Friday, November 2, 2012

Blog 7


Danielle Orrock
Blog 7
Duverger’s Law

Duverger’s law states that SMDP electoral rules will produce a two party system, whereas PR electoral rules produce a multiparty system.  In the case of Sweden this law is mostly true.

Effective Number of Parties

In order to compare Duverger’s Law to Sweden’s electoral system the effective number of parties must be calculated. Using the formula given by Professor Hawkins, Neff=1/å (p^2) (October 29, 2012) and the percentage of seats won by each party, the equation equals 2.8. The two main parties that won the most seats were the Moderate Party and the Social Democrats, with the remaining .8 of the parties spread out between 6 other parties (Wikipedia, 2012).

Electoral Rules

The first aspect of Sweden’s electoral rules is its district magnitude. According to Parline on the Inter-Parliamentary Union, Sweden has a total of 349 seats and of those seats 310 are distributed between 29 constituencies based on the number of voters in each constituency.  The remaining 39 seats are awarded based off of the national vote (Parline, 2012).   

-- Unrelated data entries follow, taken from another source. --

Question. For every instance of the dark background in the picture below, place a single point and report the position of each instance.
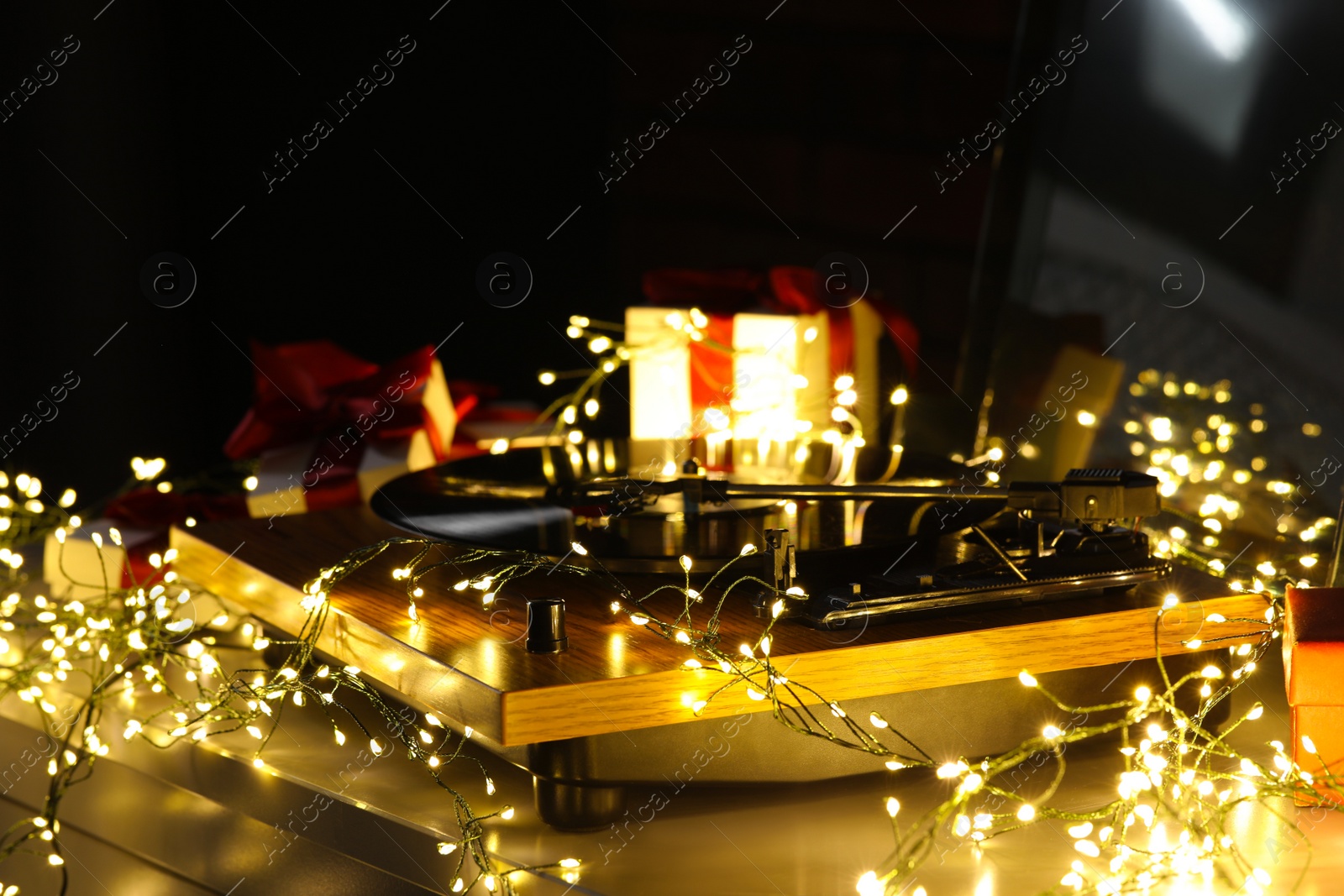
(501, 118)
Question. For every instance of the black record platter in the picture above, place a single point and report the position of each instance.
(858, 550)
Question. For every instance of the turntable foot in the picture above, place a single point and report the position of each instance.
(577, 806)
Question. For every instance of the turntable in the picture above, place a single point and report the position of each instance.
(871, 553)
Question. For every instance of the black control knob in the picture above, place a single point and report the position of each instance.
(546, 626)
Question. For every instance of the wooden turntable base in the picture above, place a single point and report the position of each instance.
(470, 665)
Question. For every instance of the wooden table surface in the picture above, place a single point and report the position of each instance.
(470, 665)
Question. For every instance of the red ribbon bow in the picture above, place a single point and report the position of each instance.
(306, 390)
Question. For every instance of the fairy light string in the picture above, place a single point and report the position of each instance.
(1179, 779)
(140, 641)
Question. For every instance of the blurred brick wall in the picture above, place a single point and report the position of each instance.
(837, 118)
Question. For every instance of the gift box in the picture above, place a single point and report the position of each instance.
(329, 429)
(78, 569)
(756, 374)
(1314, 668)
(703, 360)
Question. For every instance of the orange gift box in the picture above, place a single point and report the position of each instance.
(1314, 668)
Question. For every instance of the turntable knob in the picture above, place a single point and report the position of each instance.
(546, 626)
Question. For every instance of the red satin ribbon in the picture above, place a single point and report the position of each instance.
(785, 291)
(308, 390)
(711, 369)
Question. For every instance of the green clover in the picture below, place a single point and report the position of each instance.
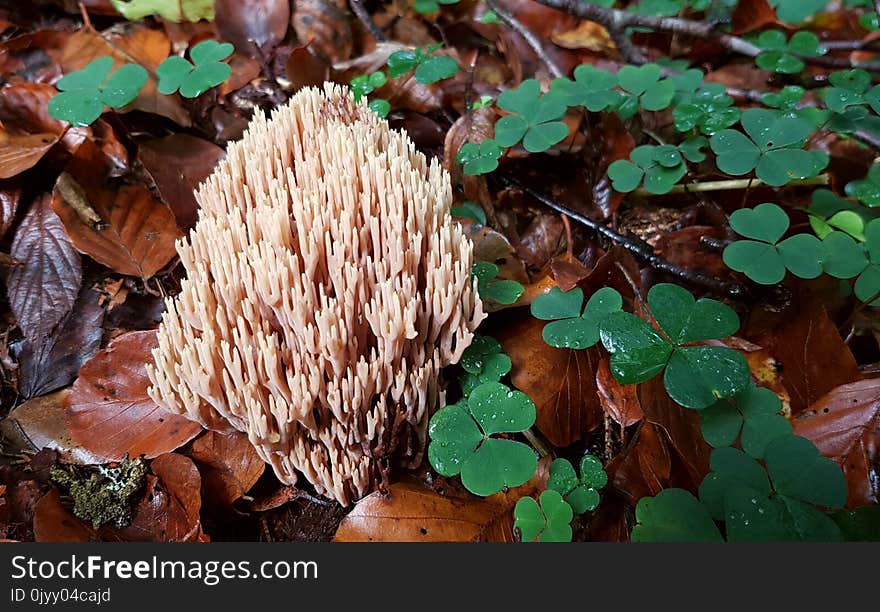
(462, 442)
(581, 493)
(773, 148)
(84, 93)
(548, 522)
(535, 118)
(660, 167)
(763, 258)
(695, 376)
(645, 85)
(591, 88)
(479, 158)
(572, 328)
(500, 291)
(207, 69)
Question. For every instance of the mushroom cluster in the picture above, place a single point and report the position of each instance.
(326, 288)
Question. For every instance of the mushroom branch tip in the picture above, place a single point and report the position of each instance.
(326, 288)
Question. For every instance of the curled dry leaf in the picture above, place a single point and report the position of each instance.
(621, 402)
(43, 288)
(322, 25)
(251, 25)
(416, 513)
(109, 412)
(54, 362)
(136, 233)
(229, 465)
(844, 425)
(39, 423)
(178, 163)
(561, 382)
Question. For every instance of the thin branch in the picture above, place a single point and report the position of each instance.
(640, 248)
(527, 35)
(357, 7)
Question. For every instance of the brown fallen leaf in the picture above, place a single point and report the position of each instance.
(109, 412)
(137, 233)
(621, 402)
(43, 288)
(561, 382)
(844, 425)
(229, 465)
(416, 513)
(178, 163)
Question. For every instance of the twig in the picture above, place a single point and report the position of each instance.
(734, 184)
(527, 35)
(640, 249)
(357, 7)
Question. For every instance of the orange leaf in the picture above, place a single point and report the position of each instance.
(109, 412)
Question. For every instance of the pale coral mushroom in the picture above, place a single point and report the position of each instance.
(326, 288)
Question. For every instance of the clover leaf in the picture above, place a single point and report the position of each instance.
(764, 259)
(661, 167)
(534, 119)
(84, 93)
(591, 88)
(547, 522)
(500, 291)
(773, 148)
(462, 442)
(572, 328)
(479, 158)
(207, 69)
(581, 493)
(674, 515)
(696, 376)
(645, 84)
(866, 190)
(710, 109)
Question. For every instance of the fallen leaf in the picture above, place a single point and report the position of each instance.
(251, 25)
(55, 361)
(137, 233)
(229, 465)
(416, 513)
(621, 402)
(169, 510)
(43, 288)
(178, 164)
(561, 382)
(109, 412)
(844, 425)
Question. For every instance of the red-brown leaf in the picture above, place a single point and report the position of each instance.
(845, 425)
(44, 287)
(229, 465)
(109, 412)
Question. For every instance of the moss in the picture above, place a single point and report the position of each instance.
(102, 494)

The second aspect of Sweden’s electoral rules is the formula they use to pick which members should hold the seats. Sweden uses a variation of proportional representation formatted after the modified Sainte-Laguë method (Parline, 2012).

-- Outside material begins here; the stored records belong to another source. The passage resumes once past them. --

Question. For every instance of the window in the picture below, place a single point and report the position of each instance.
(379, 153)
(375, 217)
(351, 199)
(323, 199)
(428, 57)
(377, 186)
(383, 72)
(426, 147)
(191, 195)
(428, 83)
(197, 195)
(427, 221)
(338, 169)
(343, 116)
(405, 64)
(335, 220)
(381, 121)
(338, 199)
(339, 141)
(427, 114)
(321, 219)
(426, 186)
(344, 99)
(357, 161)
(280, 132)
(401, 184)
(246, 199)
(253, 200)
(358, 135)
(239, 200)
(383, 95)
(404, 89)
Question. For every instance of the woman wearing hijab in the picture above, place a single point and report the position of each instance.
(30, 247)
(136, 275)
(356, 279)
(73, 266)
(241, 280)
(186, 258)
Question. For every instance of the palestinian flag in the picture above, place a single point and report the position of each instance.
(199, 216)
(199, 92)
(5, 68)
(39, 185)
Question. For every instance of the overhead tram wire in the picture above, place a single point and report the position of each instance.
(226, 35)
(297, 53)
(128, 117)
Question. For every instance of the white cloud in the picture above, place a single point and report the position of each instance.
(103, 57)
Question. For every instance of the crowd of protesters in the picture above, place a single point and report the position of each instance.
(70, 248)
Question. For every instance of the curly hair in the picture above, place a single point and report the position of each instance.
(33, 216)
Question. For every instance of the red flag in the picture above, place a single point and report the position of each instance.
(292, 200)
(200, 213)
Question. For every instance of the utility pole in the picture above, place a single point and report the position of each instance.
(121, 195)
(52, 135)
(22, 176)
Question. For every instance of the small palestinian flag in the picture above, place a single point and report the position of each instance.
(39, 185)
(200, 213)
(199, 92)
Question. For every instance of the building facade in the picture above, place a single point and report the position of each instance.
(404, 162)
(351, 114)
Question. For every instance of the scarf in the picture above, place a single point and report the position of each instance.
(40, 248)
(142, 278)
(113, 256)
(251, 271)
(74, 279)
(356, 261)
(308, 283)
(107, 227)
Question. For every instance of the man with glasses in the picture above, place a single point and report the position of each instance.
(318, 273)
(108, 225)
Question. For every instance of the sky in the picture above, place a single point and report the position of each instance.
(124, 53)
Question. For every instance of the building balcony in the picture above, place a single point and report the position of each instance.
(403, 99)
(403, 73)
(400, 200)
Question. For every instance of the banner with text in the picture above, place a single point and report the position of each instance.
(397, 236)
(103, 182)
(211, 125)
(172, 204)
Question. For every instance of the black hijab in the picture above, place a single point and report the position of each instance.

The list structure and thresholds are the third and fourth aspects of Sweden’s electoral rules. Sweden has a slightly hybrid system with the way it elects the first 310 seats. For the first 310 seats the members are elected by a closed-party list, at which the votes only count if the party received 4 percent of the vote throughout the country or 12 percent of the vote throughout a constituency. There is, however, an option to have preferential voting among the 310 seats, but the candidate is required to have at least 8 percent of the vote for their votes to count.  For the remaining 39 seats the candidate is determined by proportional representation with the party needing 4 percent of the vote for their votes to count (Praline, 2012).

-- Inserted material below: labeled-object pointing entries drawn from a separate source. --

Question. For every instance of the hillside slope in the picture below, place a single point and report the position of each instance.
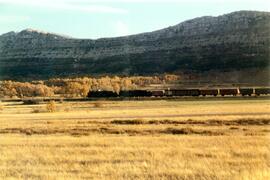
(231, 42)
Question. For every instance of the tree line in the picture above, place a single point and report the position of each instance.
(79, 87)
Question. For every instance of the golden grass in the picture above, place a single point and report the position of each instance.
(137, 140)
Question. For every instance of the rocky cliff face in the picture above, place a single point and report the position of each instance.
(234, 41)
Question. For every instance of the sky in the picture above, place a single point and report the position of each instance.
(94, 19)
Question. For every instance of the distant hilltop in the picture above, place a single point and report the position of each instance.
(238, 41)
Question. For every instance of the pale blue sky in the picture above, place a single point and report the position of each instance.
(108, 18)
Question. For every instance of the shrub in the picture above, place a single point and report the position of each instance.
(98, 104)
(1, 107)
(51, 106)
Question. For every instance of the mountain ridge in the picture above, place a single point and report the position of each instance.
(233, 41)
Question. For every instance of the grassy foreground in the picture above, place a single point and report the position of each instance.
(214, 139)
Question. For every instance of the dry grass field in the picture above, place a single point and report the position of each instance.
(161, 139)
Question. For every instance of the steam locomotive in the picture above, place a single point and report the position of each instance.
(181, 92)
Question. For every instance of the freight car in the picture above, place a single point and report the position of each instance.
(157, 93)
(104, 94)
(246, 91)
(232, 91)
(262, 91)
(209, 92)
(135, 93)
(182, 92)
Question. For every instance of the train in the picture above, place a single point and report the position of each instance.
(182, 92)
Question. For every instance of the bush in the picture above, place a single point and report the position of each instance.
(51, 106)
(1, 107)
(98, 104)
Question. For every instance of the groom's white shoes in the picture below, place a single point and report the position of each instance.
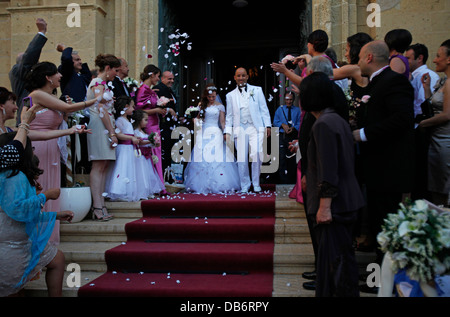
(256, 189)
(244, 191)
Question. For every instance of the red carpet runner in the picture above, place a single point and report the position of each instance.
(194, 246)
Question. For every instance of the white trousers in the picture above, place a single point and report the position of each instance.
(249, 146)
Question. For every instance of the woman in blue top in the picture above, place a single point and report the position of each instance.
(24, 229)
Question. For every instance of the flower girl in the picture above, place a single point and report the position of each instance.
(147, 177)
(121, 179)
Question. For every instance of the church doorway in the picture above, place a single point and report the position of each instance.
(226, 34)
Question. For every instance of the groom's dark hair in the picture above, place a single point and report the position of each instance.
(319, 40)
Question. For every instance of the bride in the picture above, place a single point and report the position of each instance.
(212, 168)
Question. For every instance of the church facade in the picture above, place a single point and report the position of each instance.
(133, 28)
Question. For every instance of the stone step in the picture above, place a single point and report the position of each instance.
(287, 230)
(85, 244)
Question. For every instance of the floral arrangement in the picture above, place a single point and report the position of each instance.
(155, 139)
(418, 239)
(192, 112)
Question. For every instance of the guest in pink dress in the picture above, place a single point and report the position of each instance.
(42, 81)
(147, 100)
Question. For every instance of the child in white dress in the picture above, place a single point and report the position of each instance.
(147, 177)
(121, 180)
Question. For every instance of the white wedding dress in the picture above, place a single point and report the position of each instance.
(213, 168)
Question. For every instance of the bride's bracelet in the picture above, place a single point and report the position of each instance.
(24, 126)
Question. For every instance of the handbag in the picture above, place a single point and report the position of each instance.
(427, 109)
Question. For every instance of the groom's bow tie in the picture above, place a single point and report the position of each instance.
(244, 86)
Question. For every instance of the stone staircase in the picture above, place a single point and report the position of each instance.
(85, 244)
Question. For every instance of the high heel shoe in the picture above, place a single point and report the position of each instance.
(106, 215)
(98, 216)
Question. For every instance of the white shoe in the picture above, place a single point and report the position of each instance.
(256, 189)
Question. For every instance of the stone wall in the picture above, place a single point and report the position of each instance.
(426, 20)
(122, 28)
(130, 28)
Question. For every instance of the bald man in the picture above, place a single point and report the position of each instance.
(386, 135)
(247, 121)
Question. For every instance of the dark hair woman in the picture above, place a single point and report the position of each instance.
(439, 126)
(147, 100)
(42, 81)
(25, 229)
(101, 146)
(334, 196)
(398, 41)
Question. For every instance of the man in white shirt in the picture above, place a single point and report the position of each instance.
(247, 122)
(417, 56)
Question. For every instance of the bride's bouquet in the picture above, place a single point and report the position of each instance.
(163, 101)
(155, 139)
(418, 240)
(192, 112)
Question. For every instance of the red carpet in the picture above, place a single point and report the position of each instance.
(194, 246)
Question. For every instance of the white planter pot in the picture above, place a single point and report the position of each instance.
(78, 200)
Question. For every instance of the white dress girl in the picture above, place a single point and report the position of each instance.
(213, 168)
(121, 179)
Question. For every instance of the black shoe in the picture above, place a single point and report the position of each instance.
(309, 275)
(310, 286)
(369, 290)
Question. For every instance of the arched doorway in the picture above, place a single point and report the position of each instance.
(224, 37)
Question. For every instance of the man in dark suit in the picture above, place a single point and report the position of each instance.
(120, 88)
(170, 121)
(24, 63)
(76, 75)
(386, 135)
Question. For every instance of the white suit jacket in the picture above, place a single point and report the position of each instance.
(258, 109)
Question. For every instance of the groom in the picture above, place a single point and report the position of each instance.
(247, 120)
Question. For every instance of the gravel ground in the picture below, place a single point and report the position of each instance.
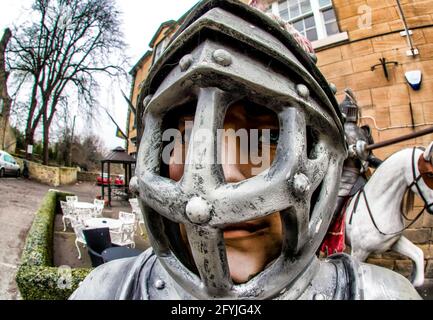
(20, 201)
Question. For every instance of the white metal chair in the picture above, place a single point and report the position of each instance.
(68, 213)
(99, 208)
(127, 217)
(78, 227)
(84, 214)
(125, 236)
(71, 199)
(138, 215)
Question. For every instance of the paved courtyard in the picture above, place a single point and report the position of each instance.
(21, 199)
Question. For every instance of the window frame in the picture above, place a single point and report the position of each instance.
(161, 44)
(316, 12)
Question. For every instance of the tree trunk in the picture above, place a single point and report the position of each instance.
(46, 143)
(4, 95)
(32, 124)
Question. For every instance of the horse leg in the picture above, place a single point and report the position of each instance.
(407, 248)
(359, 254)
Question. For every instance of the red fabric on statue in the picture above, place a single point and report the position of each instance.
(335, 241)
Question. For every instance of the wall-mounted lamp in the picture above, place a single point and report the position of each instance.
(384, 65)
(414, 78)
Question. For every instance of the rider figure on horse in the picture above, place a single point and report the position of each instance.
(355, 170)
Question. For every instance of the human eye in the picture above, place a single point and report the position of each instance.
(269, 137)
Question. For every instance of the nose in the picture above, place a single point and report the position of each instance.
(230, 161)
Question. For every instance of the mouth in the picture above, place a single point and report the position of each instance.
(244, 230)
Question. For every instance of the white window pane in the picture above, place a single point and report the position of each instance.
(294, 9)
(283, 10)
(282, 5)
(309, 22)
(329, 15)
(324, 3)
(284, 14)
(312, 35)
(299, 25)
(305, 6)
(332, 28)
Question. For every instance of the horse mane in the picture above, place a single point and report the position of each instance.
(408, 202)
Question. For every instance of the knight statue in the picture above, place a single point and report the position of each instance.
(355, 167)
(221, 229)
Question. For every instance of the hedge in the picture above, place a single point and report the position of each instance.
(37, 278)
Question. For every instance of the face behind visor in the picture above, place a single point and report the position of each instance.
(226, 52)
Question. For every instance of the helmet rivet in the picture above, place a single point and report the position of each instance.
(185, 62)
(222, 57)
(333, 88)
(303, 91)
(159, 284)
(319, 296)
(146, 100)
(198, 210)
(301, 184)
(133, 185)
(313, 57)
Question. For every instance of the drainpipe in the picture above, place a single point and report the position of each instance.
(413, 51)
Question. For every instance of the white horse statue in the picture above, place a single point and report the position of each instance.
(374, 216)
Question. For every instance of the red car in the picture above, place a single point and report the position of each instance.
(120, 181)
(103, 179)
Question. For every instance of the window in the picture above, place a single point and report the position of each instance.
(315, 19)
(159, 49)
(134, 141)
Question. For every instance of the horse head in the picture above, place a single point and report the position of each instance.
(423, 177)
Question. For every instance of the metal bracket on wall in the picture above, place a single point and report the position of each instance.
(384, 64)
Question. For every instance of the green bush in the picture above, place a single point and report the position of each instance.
(36, 278)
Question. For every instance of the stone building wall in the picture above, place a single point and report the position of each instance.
(52, 176)
(388, 101)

So according to Duverger’s Law with Sweden’s system being proportional representation, Sweden should have multiple parties, but as we saw earlier it only has 2.8.  It is more than two parties, however, it isn’t exactly three yet. In the case of Sweden, Duverger’s Law is mostly true.




 Works Cited


Parline. 2012. Inter-Parliamentary Union. Retrieved from http://www.ipu.org/parline-e/reports/2303_B.htm

Professor Hawkins. 2012, October 29. Parties and party systems.

Wikipedia. 2012. Swedish general election, 2010.  Retrieved from http://en.wikipedia.org/wiki/Swedish_general_election,_2010

1 comment:

  1. Nice blog. You are fair in saying it is mostly true. It's hard to tell how accurate it is when there are 2.8 parties.